The very weirdness of the demand, and the unease that brought, stopped Brull arguing further, and he lifted the telephone. But when a strange voice answered from his home in a – sort of – English, he was struck dumb.

Ranklin took the handpiece from him. “Con? All’s well. Twenty minutes should do it.” He hung up.

“A colleague of mine,” he explained. “He’s looking after your wife and household whilst you and I complete a very simple task.”

“Dear God – what sort of man are you?”

“A desperate one, I suppose,” Ranklin said reflectively. “But not, I hope, to the point of impoliteness. However, all I ask is that we stroll down to the telegraph office and send, with your authority, a coded telegram to our Embassy in Vienna. What could be simpler than that?”

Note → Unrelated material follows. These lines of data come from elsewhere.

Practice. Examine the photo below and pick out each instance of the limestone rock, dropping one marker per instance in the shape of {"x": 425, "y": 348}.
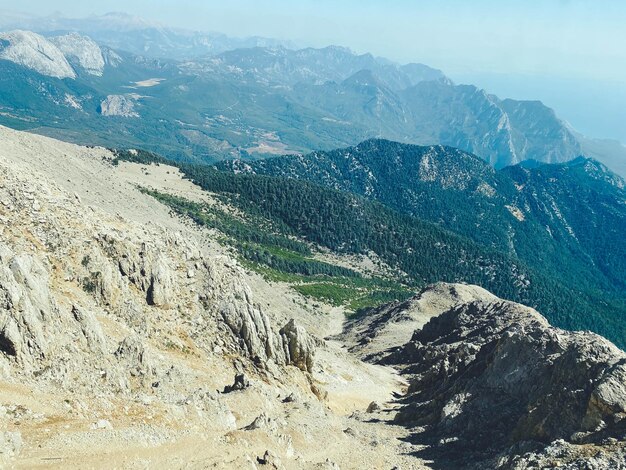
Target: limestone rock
{"x": 241, "y": 383}
{"x": 300, "y": 346}
{"x": 489, "y": 374}
{"x": 25, "y": 306}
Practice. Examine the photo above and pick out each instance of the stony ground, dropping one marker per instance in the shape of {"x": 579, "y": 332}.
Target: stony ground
{"x": 131, "y": 339}
{"x": 128, "y": 332}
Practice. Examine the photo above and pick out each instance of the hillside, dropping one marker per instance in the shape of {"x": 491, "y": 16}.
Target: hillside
{"x": 562, "y": 221}
{"x": 132, "y": 337}
{"x": 261, "y": 101}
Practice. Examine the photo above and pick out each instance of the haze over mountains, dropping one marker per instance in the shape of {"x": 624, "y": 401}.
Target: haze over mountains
{"x": 252, "y": 264}
{"x": 204, "y": 97}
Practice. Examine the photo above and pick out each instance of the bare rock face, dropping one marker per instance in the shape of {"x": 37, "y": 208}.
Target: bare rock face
{"x": 25, "y": 307}
{"x": 392, "y": 325}
{"x": 118, "y": 105}
{"x": 300, "y": 346}
{"x": 490, "y": 375}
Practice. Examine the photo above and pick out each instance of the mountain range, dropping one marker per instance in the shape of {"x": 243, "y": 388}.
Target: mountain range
{"x": 251, "y": 102}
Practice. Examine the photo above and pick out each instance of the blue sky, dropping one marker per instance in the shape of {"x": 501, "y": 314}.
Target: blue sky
{"x": 571, "y": 54}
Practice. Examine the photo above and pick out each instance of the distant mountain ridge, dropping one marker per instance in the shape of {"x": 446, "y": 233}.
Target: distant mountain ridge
{"x": 264, "y": 101}
{"x": 566, "y": 220}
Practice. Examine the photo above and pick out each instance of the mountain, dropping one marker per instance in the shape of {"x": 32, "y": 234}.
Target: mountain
{"x": 261, "y": 101}
{"x": 493, "y": 385}
{"x": 135, "y": 334}
{"x": 137, "y": 35}
{"x": 563, "y": 220}
{"x": 34, "y": 52}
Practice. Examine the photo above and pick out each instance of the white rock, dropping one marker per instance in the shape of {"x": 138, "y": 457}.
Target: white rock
{"x": 36, "y": 53}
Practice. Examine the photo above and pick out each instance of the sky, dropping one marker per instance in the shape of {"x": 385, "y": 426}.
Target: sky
{"x": 571, "y": 54}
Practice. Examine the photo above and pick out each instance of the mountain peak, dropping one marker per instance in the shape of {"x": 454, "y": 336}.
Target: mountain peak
{"x": 35, "y": 52}
{"x": 82, "y": 51}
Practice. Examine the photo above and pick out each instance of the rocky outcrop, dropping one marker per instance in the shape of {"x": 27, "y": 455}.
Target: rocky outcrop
{"x": 35, "y": 52}
{"x": 26, "y": 307}
{"x": 82, "y": 51}
{"x": 300, "y": 346}
{"x": 391, "y": 325}
{"x": 118, "y": 105}
{"x": 490, "y": 375}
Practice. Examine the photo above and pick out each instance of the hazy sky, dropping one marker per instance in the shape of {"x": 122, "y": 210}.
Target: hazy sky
{"x": 569, "y": 53}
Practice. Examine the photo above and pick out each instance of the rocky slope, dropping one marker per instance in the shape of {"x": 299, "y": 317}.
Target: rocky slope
{"x": 493, "y": 385}
{"x": 129, "y": 339}
{"x": 35, "y": 52}
{"x": 264, "y": 101}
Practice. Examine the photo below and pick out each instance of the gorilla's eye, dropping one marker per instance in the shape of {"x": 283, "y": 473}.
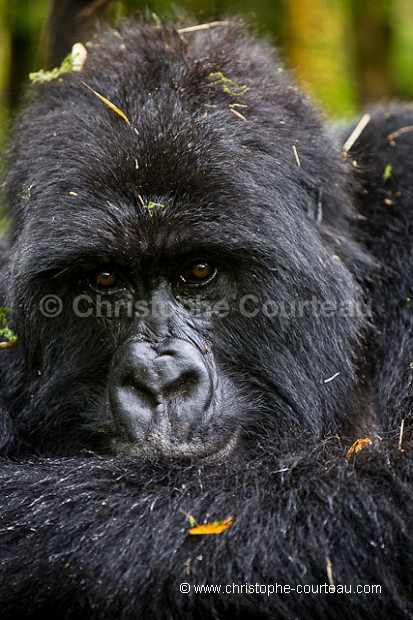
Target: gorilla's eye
{"x": 106, "y": 279}
{"x": 197, "y": 272}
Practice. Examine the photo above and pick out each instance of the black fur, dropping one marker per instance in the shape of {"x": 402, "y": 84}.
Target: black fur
{"x": 268, "y": 199}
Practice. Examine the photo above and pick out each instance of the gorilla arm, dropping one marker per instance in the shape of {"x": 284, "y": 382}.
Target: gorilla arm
{"x": 107, "y": 539}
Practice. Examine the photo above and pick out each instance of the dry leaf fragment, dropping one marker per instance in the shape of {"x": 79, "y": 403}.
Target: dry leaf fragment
{"x": 215, "y": 527}
{"x": 357, "y": 446}
{"x": 108, "y": 103}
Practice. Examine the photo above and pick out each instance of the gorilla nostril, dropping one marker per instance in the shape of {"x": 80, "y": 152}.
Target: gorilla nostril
{"x": 160, "y": 386}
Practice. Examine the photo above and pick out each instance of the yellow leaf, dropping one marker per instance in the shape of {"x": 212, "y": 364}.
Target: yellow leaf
{"x": 357, "y": 446}
{"x": 108, "y": 103}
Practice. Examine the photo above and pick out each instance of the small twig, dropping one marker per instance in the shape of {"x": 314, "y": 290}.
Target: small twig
{"x": 202, "y": 27}
{"x": 356, "y": 133}
{"x": 297, "y": 159}
{"x": 401, "y": 435}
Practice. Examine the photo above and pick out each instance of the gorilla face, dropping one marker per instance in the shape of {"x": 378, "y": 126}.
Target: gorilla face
{"x": 182, "y": 277}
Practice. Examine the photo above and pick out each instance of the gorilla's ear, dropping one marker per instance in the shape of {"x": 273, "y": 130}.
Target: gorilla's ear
{"x": 71, "y": 21}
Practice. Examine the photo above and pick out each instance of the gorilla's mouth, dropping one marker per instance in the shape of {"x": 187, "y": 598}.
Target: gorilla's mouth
{"x": 161, "y": 448}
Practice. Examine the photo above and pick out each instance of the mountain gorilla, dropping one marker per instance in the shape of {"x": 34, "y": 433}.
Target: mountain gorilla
{"x": 211, "y": 304}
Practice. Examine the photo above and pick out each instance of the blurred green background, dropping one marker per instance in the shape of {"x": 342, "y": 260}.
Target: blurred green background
{"x": 346, "y": 53}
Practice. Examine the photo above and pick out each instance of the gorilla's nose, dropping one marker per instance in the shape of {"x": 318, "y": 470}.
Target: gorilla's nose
{"x": 161, "y": 389}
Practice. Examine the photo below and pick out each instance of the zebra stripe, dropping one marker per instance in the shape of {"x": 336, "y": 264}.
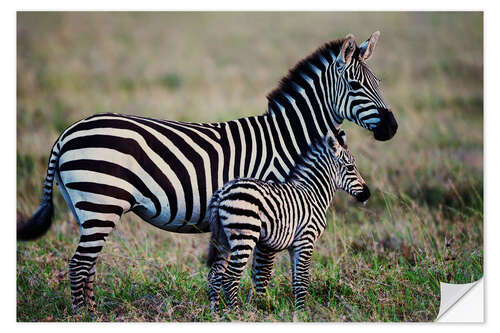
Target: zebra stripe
{"x": 247, "y": 214}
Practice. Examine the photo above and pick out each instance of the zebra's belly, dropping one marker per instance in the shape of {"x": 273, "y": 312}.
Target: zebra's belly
{"x": 177, "y": 225}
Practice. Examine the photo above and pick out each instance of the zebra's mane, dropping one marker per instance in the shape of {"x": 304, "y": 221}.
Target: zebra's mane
{"x": 318, "y": 146}
{"x": 325, "y": 52}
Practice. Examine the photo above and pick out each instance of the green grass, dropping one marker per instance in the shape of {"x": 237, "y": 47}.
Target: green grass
{"x": 380, "y": 262}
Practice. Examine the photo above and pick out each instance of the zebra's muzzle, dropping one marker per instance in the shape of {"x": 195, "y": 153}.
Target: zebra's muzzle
{"x": 364, "y": 195}
{"x": 388, "y": 125}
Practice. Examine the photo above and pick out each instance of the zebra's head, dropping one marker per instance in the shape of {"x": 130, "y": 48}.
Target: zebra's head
{"x": 345, "y": 173}
{"x": 358, "y": 97}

Now Dr Brull was completely bewildered. “To the Embassy? But you must not believe I will show you our code book …”

“Oh dear me, no. I’m sorry, I should have explained. The telegram’s already encoded. It’s just that they won’t accept something in code from me but they will from you. Now, I expect you’ll be anxious to get this over with, so shall we …?”

They hardly spoke during the short walk to the telegraph office and the flurry of signings and stampings that saw the message off at the Most Urgent rate. Outside again on the Varoshaz Utcza, Ranklin hailed a cab and gave Dr Brull’s address.

“I’ll just come along and collect my colleague,” he explained, sitting down beside the Consul. “I’m sure you’ll find he’s behaved with perfect propriety. And, as you see, all I wanted was to communicate, confidentially, with our Embassy.”

“But if you had confided properly in me, explained your particular situation, I would undoubtedly have …”

“Would you, Doctor?” Ranklin smiled politely, still convinced that any such explanation would have got him thrown bodily out of the Consulate. “Perhaps you would, and I acted too hastily. So I hope you’ll take me as an example of how not to behave and restrict your complaints – and you most certainly have grounds for such – to our own official circles. If you involved the Budapest authorities it would make trouble for me, of course, but also for Britain – and perhaps yourself, your name being on that telegram … Dear me, what sombre thoughts.

“Oh yes,” he felt in a pocket. “A little something as poor compensation for the worry to which we’ve put your wife. I’m afraid I knew nothing of her colouring, so it had to be diamonds.” The comment about colouring, the actual brooch and the very thought itself had, of course, all come from Corinna.

Ranklin added: “And by the way, should the Embassy start complaining that the telegram is indecipherable, say it was all a silly prank by a code clerk. Or something. The right person will have seen it, never fear.”

“I hope your new code is also indecipherable to others.” Dr Brull’s confidence was returning, along with the properly superior attitude to what he now knew Ranklin to be. “The Kundschaftstelle in Vienna prides itself on its code-breaking expertise.”

“Really? Ah well, perhaps this will keep them amused for a while … This is your house, I think? Yes, there’s my colleague at the window. You’ll forgive me for not coming in to apologise personally to your good wife …”

“You know, it’s served a lot more purposes than whoever drew it up ever intended,” Ranklin said.

“And more’n I fancy ye’d have ’em know,” O’Gilroy smiled.

“Indeed. But I think it would be tempting fate to hang onto it any longer, so …” He threw the shoe-bag holding Code X and a number of heavy stones out into the fast deep Danube, and they walked back along the jetty towards the hotel.

51

Tucked away in the trees just south of the hotel were the low walls of a ruined convent. A few late-afternoon holiday-makers and patients from the thermal baths pottered about but whoever had ruined the convent had done a very thorough job and the most interesting sight was two men and a woman, obviously foreign, sitting on one of the walls staring gloomily at nothing. The House of Sherring branch of the British Secret Service was back in session.

“So the way they’ll play it,” Corinna was saying, “is that when Hornbeam’s finished and asked for questions, Major Stanzer – whom he thinks is the Archduke’s man – asks if he’s any views on the Duchess Sophie, and Hornbeam says Yes and starts a war.

“Could we maybe,” she added, “push Stanzer in the river first?”